# [SOLVED] Kiepska rozdzielczość po instalacji z minimalnej CD

## MarekMaj

Witam

Dopiero co zainstalowalem Gentoo i z jedna rzecza mam problem.

Podczas bootowania z minimalnej CD instalacyjnej mialem rozdzielczosc 1024x768 i 85Hz. 

Zaraz po zainstalowaniu (zdziwilem sie,ze system zadzialal za pierwszym razem), ale uruchamia sie w 800x600 i 60Hz

Nie mam zadnego X-servera, ani na CD instalacyjnej tez go nie bylo.
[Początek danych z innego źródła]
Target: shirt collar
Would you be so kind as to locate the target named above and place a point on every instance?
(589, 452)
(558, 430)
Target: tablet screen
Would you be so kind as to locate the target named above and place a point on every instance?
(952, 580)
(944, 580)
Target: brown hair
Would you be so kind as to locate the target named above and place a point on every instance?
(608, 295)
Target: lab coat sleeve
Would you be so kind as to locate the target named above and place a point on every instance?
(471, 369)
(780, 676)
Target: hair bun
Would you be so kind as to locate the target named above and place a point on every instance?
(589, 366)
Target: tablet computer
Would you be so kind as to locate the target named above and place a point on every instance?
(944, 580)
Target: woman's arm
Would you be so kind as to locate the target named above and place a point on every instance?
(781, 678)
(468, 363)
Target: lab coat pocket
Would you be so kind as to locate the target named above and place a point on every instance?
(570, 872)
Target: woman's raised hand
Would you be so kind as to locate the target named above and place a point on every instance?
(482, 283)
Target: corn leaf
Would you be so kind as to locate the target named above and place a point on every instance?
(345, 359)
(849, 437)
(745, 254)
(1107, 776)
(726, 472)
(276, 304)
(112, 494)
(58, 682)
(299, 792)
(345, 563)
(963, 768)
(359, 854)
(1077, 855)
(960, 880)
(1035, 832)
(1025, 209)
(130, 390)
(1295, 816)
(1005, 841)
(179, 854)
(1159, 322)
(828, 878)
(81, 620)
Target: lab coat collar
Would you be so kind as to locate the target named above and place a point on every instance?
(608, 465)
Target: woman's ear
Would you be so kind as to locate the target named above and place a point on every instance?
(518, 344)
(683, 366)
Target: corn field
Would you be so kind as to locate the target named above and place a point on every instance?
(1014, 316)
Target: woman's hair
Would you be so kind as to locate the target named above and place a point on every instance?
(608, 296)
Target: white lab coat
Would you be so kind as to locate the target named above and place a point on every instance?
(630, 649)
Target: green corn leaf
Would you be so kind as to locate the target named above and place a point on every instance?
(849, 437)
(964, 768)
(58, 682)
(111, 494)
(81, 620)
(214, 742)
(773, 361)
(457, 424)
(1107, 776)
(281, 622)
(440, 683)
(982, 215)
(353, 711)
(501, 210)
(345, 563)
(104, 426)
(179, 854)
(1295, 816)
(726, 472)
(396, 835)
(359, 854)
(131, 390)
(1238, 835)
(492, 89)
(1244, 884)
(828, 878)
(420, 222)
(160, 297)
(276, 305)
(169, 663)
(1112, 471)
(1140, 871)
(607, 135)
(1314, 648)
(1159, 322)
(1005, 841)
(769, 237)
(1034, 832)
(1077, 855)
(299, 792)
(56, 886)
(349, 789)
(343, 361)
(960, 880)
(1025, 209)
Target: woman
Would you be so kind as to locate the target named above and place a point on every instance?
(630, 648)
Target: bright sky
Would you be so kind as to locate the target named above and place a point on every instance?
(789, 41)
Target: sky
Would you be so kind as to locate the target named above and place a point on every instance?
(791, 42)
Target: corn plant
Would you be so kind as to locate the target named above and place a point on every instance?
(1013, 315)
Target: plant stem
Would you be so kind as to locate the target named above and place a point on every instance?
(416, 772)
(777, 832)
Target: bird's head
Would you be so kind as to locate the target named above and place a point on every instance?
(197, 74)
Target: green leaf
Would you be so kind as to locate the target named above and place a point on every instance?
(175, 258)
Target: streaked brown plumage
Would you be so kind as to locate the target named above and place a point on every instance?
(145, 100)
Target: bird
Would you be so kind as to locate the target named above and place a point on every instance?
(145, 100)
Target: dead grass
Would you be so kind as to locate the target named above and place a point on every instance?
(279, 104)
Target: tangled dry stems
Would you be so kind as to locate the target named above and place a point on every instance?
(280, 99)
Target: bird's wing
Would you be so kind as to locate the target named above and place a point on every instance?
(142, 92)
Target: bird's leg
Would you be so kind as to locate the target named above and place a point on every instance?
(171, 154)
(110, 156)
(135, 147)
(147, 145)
Jak mozna zmienic ta rozdzielczosc i czy w ogole da sie ?

PozdrawiamLast edited by MarekMaj on Fri Apr 20, 2007 8:44 pm; edited 1 time in total

----------

## pancurski

tu znajdziesz coś, zainteresuj się vesa, pewnie będziesz musiał przekompilować jądro i dodać wpis do gruba 

http://www.gentoo.org/doc/pl/handbook/handbook-x86.xml?part=1&chap=10

ps. i zmień kodowanie swojego posta na ISO-8859-2

----------

## MarekMaj

Rozumiem, ze jadro mam skompilowac po to, zeby dodac do niego VESA tak ?

Co do kodowania znakow, nie znalazlem tego nigdzie  :Sad: 

----------

## pancurski

dobrze rozumiesz, vesa w kernelu. Co do kodowania to ustawiasz w ustawieniach/opcjach przęgladarki, w firefox: Widok -> Kodowanie znaków ->

----------

## MarekMaj

Ok, zmienione  :Smile: 

Dzieki za info. Poszukam tego VESA jak wrocę z zajęc

----------

## MarekMaj

Pomogło !!  :Smile: 

Nie ma to jak sprawna i sensowna odpowiedź

Dzięki wielkie !!

Pozdrawiam::MarekMaj

----------

## Poe

Drogi Panie Kolego.... Proszę zapoznać się łaskawie z APELEM, a zwlaszcza z punktem o tym co należy zrobić w przypadku rozwiązania problemu...

pozdrawiam

----------

## MarekMaj

Przeczytane  :Smile: 

Wystarczyło dodać obsługę Framebuffera do jądra i w tym samym miejscu ustawić 1024x768@85. System wygląda o wiele lepiej

Jeszcze tylko jedno małe pytanie (nie chce zakładać nowego postu dla tak głupiego pytania):

Podczas instalacji z LIVECD, po prawej widnieje pionowy pasek z napisem Gentoo Linux i na dole z logo Gentoo. Czy jest możliwość zainstalowania tego w systemie po instalacji ? Taki mały bajer, a wyglądał bardzo fajnie.

Pozdrawiam::MarekMaj

----------

## Redhot

Widac, ze nie przeczytales APELu, jest tam napisane ze jedno pytanie/jeden watek.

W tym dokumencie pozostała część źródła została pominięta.